Department of Functional Genomics

Head

Alla V. Rynditch

Professor, Dr. Sci. (Mol. Biol.),
Corresponding Member of NASU
Phone: (380-44) 526-96-18;
Fax: (380-44) 526-07-59;
E-mail: rynditch@imbg.org.ua

Education and Degrees:

1971 Ph.D. (biochemistry) Thesis: “Properties of DNA from nuclear polyhedrosis virus of silkworm”, O. V. Palladin Institute of Biochemistry, NASU, Kyiv, Ukraine

1990 Dr.Sci. (molecular biology). Thesis: “Structure and expression of Rous sarcoma virus in the cells of unrelative hosts”. Institute of Molecular Biology and Genetics (IMBG), NASU, Kyiv, Ukraine

1995 Professor (molecular biology), IMBG NASU

1995 Corresponding Member of NASU

Professional Employment:

1963–1964 Senior assistant, D. K. Zabolotny Institute of Microbiology and Virology (IMV), NASU, Kyiv, Ukraine

1964-1966 Trainee Researcher, IMV NASU, Kyiv, Ukraine

1966–1968 Junior Research Scientist, IMV NASU, Kyiv, Ukraine

1968–1977 Junior Research Scientist, IMBG NASU, Kyiv, Ukraine

1977–1986 Senior Research Scientist, IMBG NASU, Kyiv, Ukraine

1986–1989 Leading Research Scientist, IMBG NASU, Kyiv, Ukraine

1989–1992 Head of the Laboratory of Molecular Oncogenetics, IMBG NASU, Kyiv, Ukraine

since 1992 Head of the Department of Functional Genomics IMBG NASU, Kyiv, Ukraine

Membership:

since 1989 Member of European Association for Cancer Research (EACR)

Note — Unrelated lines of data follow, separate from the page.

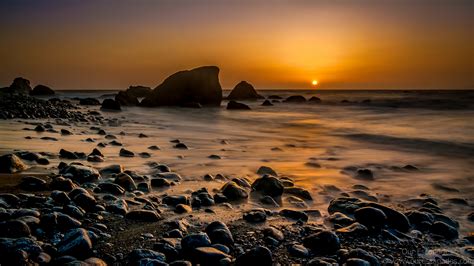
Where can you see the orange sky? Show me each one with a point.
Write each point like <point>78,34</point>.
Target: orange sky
<point>364,44</point>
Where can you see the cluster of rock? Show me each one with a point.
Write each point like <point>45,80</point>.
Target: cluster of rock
<point>22,86</point>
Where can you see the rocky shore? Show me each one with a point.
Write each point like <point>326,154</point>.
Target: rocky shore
<point>80,214</point>
<point>110,216</point>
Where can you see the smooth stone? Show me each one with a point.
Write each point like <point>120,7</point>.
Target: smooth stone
<point>126,153</point>
<point>444,230</point>
<point>323,242</point>
<point>143,215</point>
<point>354,230</point>
<point>80,173</point>
<point>265,170</point>
<point>77,243</point>
<point>193,241</point>
<point>268,185</point>
<point>219,233</point>
<point>294,215</point>
<point>255,216</point>
<point>299,192</point>
<point>370,217</point>
<point>175,200</point>
<point>182,208</point>
<point>10,163</point>
<point>258,255</point>
<point>233,105</point>
<point>234,192</point>
<point>297,250</point>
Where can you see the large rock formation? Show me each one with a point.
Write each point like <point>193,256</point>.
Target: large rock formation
<point>42,90</point>
<point>244,91</point>
<point>19,85</point>
<point>200,85</point>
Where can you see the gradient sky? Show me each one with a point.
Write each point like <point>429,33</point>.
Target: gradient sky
<point>99,44</point>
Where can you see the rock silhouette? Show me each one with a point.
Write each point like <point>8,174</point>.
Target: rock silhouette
<point>42,90</point>
<point>244,91</point>
<point>200,85</point>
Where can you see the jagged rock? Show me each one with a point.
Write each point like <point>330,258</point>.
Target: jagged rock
<point>10,163</point>
<point>200,85</point>
<point>233,105</point>
<point>268,185</point>
<point>109,104</point>
<point>89,101</point>
<point>244,91</point>
<point>42,90</point>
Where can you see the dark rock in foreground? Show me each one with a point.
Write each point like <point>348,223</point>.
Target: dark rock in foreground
<point>244,91</point>
<point>42,90</point>
<point>10,163</point>
<point>200,85</point>
<point>233,105</point>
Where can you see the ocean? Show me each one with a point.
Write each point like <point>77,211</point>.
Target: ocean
<point>316,144</point>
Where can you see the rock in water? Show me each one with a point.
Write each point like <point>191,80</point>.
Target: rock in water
<point>89,101</point>
<point>233,105</point>
<point>244,91</point>
<point>125,98</point>
<point>10,163</point>
<point>200,85</point>
<point>109,104</point>
<point>139,91</point>
<point>42,90</point>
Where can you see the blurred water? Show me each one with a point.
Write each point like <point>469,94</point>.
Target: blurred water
<point>433,131</point>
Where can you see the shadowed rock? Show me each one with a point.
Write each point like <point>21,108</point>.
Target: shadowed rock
<point>244,91</point>
<point>233,105</point>
<point>42,90</point>
<point>200,85</point>
<point>10,163</point>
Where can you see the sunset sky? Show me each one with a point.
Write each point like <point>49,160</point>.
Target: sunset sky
<point>280,44</point>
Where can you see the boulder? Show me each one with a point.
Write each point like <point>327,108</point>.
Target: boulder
<point>42,90</point>
<point>370,217</point>
<point>259,255</point>
<point>109,104</point>
<point>76,243</point>
<point>268,185</point>
<point>233,191</point>
<point>80,173</point>
<point>219,233</point>
<point>233,105</point>
<point>200,85</point>
<point>10,163</point>
<point>89,101</point>
<point>244,91</point>
<point>323,242</point>
<point>143,215</point>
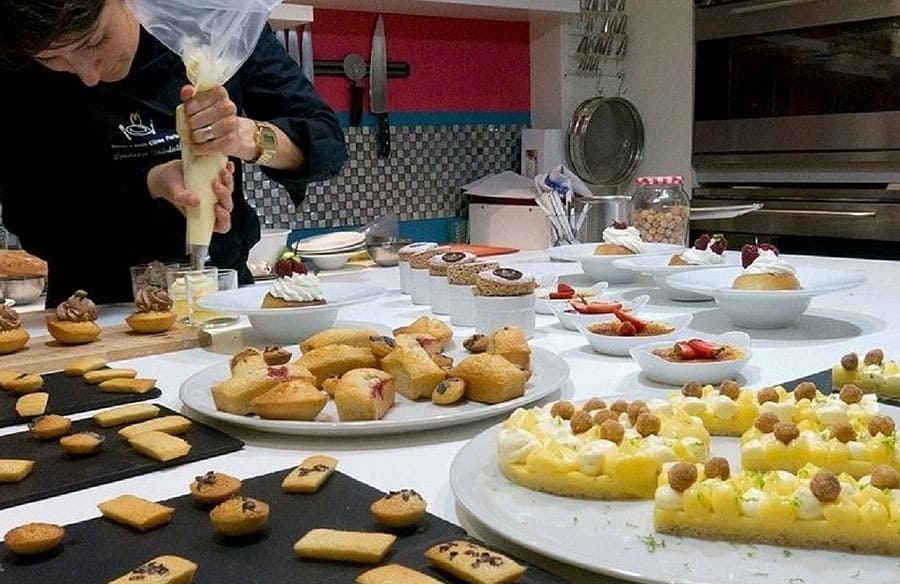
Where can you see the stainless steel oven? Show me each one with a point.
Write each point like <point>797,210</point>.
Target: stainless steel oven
<point>797,106</point>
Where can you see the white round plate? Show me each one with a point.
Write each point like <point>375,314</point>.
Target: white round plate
<point>658,267</point>
<point>543,304</point>
<point>764,309</point>
<point>328,261</point>
<point>660,370</point>
<point>288,325</point>
<point>620,346</point>
<point>327,242</point>
<point>572,320</point>
<point>617,537</point>
<point>601,268</point>
<point>549,372</point>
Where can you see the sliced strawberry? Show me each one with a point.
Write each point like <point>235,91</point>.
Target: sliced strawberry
<point>626,329</point>
<point>684,351</point>
<point>595,307</point>
<point>749,253</point>
<point>705,349</point>
<point>634,321</point>
<point>702,242</point>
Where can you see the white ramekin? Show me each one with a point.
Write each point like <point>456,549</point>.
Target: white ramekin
<point>461,303</point>
<point>404,277</point>
<point>494,312</point>
<point>440,294</point>
<point>420,286</point>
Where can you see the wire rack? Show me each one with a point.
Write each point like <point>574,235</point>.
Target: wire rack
<point>602,38</point>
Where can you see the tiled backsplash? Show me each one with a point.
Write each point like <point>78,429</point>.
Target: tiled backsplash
<point>420,180</point>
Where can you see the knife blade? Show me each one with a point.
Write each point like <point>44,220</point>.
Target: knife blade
<point>378,90</point>
<point>306,53</point>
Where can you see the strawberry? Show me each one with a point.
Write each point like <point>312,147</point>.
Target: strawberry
<point>288,264</point>
<point>684,351</point>
<point>719,244</point>
<point>749,253</point>
<point>705,349</point>
<point>595,307</point>
<point>702,242</point>
<point>634,321</point>
<point>626,329</point>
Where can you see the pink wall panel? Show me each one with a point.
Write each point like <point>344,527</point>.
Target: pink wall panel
<point>456,65</point>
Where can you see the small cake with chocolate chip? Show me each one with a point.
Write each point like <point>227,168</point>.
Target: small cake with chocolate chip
<point>214,487</point>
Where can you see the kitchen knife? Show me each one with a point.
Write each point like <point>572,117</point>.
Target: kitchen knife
<point>306,62</point>
<point>378,90</point>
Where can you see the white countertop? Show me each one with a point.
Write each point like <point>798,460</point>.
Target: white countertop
<point>853,320</point>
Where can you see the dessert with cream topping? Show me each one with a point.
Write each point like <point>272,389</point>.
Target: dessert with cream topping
<point>597,450</point>
<point>764,269</point>
<point>815,508</point>
<point>12,336</point>
<point>620,239</point>
<point>293,291</point>
<point>707,251</point>
<point>74,321</point>
<point>874,375</point>
<point>834,438</point>
<point>154,312</point>
<point>731,410</point>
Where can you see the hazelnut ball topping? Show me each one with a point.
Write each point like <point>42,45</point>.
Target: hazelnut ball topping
<point>825,486</point>
<point>682,475</point>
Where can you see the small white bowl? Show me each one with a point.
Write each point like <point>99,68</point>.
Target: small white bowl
<point>764,309</point>
<point>572,320</point>
<point>602,268</point>
<point>543,304</point>
<point>288,325</point>
<point>329,261</point>
<point>620,346</point>
<point>658,267</point>
<point>660,370</point>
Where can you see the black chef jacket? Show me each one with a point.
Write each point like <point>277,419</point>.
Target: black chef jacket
<point>82,204</point>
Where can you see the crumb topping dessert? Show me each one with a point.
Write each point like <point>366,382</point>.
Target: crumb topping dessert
<point>77,308</point>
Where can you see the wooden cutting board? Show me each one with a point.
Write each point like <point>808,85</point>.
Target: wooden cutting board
<point>117,342</point>
<point>482,250</point>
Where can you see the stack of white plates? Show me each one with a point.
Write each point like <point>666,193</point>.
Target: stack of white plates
<point>330,251</point>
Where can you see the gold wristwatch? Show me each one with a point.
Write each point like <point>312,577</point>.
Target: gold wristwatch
<point>266,143</point>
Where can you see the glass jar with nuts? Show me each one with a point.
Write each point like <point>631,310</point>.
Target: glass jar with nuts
<point>661,209</point>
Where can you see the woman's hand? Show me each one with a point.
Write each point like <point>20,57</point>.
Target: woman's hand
<point>215,125</point>
<point>166,181</point>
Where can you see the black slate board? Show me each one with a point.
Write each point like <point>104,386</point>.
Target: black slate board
<point>822,379</point>
<point>86,554</point>
<point>56,472</point>
<point>70,394</point>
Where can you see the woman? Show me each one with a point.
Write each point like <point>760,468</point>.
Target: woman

since 1991 Member of Human Genome Organisation (HUGO)

since 1994 Member of Committee of EACR

since 2005 Editorial Board member of Journal “Gene” (The Netherlands)

since 2009 Editorial Board member of Journal “Biopolymers and Cell” (Ukraine)

Honours, Prizes, Awards:

2004 Gershenson Award of National Academy of Sciences of Ukraine

Research Area:

The role of adaptor/scaffold proteins in the formation and regulation of multiprotein complexes during endocytosis, signal transduction, actin polymerization, viral infections and neuronal functioning

Regulation of gene expression at the level of alternative splicing

Identification and characterization of cancer–related genes

Ñurrent Research Activities and Recent Achievements:

Identification of novel functional interactions of intersectin (ITSN) family of adaptor/scaffold proteins.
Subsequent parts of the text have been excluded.